Wednesday, August 25, 2010

Mysterious Russian 'buzzer' radio broadcast changes

The output of Russian number station UVB-76 has increased dramatically over the past week or so. The station, which broadcasts from near Povarovo [on 4625 kHz AM with suppressed lower sideband], is known as “The Buzzer” by its listeners because of the short, monotonous buzz tone that it normally plays 21 to 34 times per minute. It’s only deviated from that signal three times previously - briefly in 1997, 2002 and 2006.

In early August, a garbled recording of a voice speaking Russian was heard by listeners. A few days later, on 23 August at 13:35 UTC, a clearer voice read out the following message twice: “UVB-76, UVB-76 — 93 882 naimina 74 14 35 74 — 9 3 8 8 2 nikolai, anna, ivan, michail, ivan, nikolai, anna, 7, 4, 1, 4, 3, 5, 7, 4″, before returning to its normal broadcasting.

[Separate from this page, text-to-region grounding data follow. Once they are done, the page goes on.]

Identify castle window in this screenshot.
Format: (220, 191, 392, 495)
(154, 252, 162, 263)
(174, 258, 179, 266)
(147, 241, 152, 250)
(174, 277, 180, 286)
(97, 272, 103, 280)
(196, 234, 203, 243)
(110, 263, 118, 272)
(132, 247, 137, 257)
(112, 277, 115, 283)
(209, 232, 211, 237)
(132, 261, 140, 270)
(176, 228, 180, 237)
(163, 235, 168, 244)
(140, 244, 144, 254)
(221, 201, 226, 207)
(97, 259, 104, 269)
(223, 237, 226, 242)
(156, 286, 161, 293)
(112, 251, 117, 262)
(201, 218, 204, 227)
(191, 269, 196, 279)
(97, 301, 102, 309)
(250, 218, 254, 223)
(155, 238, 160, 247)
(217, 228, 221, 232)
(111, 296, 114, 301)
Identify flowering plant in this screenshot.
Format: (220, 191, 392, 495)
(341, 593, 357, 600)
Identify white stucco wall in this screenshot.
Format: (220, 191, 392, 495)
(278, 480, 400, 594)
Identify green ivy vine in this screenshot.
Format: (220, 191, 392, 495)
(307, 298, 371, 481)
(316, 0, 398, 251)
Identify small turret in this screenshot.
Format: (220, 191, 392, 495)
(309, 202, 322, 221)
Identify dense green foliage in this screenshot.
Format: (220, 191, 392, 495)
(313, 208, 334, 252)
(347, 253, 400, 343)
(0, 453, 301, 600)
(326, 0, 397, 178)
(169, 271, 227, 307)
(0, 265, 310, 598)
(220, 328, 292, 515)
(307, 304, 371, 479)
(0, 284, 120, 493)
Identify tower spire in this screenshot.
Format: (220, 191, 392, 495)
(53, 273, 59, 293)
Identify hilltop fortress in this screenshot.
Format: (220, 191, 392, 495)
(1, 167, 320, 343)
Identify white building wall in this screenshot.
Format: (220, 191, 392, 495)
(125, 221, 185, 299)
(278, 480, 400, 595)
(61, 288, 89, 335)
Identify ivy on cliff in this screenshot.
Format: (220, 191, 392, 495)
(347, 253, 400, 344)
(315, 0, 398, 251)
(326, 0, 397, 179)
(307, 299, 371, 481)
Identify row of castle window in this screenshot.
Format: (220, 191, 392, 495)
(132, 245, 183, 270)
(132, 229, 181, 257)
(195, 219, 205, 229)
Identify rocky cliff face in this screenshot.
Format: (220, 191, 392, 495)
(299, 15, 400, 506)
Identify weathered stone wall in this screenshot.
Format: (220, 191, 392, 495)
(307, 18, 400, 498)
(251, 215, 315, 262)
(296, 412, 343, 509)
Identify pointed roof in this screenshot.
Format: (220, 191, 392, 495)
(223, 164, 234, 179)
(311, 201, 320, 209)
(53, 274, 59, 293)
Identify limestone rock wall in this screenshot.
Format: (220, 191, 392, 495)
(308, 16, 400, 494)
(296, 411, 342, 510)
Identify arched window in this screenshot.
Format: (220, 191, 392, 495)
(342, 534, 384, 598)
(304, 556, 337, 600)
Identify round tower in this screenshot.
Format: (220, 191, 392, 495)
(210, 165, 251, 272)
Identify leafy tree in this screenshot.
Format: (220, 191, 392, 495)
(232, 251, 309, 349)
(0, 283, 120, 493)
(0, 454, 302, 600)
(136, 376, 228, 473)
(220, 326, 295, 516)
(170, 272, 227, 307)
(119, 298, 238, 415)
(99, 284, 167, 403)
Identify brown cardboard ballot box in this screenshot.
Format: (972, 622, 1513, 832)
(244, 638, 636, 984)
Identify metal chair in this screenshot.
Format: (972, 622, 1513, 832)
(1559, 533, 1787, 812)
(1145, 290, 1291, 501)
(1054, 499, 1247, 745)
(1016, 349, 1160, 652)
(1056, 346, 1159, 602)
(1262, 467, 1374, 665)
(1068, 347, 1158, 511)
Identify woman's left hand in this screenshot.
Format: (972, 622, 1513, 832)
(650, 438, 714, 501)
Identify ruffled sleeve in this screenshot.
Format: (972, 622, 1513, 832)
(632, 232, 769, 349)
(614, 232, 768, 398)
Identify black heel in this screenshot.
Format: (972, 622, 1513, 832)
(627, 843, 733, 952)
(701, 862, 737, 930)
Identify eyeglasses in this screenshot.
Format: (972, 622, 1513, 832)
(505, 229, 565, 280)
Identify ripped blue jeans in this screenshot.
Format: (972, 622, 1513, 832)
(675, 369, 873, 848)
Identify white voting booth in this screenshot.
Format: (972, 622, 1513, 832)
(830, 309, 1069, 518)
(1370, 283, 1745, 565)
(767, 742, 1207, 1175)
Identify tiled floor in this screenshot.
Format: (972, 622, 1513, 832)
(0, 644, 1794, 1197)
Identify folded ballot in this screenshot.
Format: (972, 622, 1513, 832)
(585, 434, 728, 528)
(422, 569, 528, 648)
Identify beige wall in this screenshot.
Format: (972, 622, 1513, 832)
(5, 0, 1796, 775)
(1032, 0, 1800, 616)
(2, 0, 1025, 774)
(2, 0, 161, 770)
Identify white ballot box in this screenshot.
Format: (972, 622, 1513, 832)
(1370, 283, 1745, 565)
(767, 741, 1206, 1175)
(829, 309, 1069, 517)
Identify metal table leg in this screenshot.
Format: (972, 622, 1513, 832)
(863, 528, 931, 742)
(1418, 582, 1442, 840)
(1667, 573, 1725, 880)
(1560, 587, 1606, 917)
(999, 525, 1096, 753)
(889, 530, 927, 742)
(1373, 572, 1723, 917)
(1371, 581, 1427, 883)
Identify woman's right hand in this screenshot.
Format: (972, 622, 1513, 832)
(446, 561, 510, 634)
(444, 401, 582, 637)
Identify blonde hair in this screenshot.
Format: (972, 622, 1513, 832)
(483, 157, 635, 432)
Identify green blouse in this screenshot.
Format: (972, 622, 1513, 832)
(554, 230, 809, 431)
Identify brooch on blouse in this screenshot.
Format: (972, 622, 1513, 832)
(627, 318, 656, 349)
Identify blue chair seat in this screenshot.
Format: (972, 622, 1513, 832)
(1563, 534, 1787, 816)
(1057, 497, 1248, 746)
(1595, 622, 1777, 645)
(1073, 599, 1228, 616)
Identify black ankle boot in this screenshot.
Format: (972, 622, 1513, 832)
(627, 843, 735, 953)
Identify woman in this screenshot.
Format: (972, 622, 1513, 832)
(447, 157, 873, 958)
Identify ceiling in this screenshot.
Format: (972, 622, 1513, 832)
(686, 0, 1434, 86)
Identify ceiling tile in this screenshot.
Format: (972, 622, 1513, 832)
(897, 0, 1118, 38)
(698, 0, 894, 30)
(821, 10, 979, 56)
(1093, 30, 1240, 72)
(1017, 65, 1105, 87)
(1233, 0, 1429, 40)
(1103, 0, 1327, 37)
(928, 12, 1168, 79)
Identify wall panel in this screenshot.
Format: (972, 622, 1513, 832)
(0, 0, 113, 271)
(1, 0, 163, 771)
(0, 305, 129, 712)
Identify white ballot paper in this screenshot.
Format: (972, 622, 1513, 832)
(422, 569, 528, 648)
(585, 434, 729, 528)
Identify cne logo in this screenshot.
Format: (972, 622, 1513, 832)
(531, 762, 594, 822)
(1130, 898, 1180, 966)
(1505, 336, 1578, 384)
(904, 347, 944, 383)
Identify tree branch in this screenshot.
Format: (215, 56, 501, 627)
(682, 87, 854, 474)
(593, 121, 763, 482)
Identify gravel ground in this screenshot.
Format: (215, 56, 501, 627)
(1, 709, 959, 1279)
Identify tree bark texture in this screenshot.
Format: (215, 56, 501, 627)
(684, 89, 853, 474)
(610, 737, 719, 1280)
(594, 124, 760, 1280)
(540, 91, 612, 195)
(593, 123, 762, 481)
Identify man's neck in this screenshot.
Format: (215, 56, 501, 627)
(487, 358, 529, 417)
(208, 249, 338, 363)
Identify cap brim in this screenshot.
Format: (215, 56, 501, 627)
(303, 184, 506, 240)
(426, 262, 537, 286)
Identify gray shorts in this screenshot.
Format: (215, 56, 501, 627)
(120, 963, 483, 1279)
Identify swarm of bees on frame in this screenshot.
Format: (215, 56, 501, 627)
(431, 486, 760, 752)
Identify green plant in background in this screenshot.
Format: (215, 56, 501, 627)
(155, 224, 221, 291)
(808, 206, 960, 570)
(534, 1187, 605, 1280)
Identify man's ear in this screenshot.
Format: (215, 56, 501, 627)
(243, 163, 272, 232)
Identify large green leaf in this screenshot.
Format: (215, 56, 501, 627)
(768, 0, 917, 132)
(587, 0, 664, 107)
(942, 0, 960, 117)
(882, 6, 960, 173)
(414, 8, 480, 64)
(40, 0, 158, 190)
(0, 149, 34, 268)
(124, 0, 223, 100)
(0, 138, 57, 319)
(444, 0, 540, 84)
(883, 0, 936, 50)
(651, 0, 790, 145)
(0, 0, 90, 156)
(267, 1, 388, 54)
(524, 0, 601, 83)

Since then, a number of other distorted voices have appeared over the normal buzzing transmission, as well as knocks and shuffles, as if someone were moving things around inside the broadcasting room. It’s believed that the transmission site has an open microphone, which occasionally picks up sounds from technicians working within the broadcast site.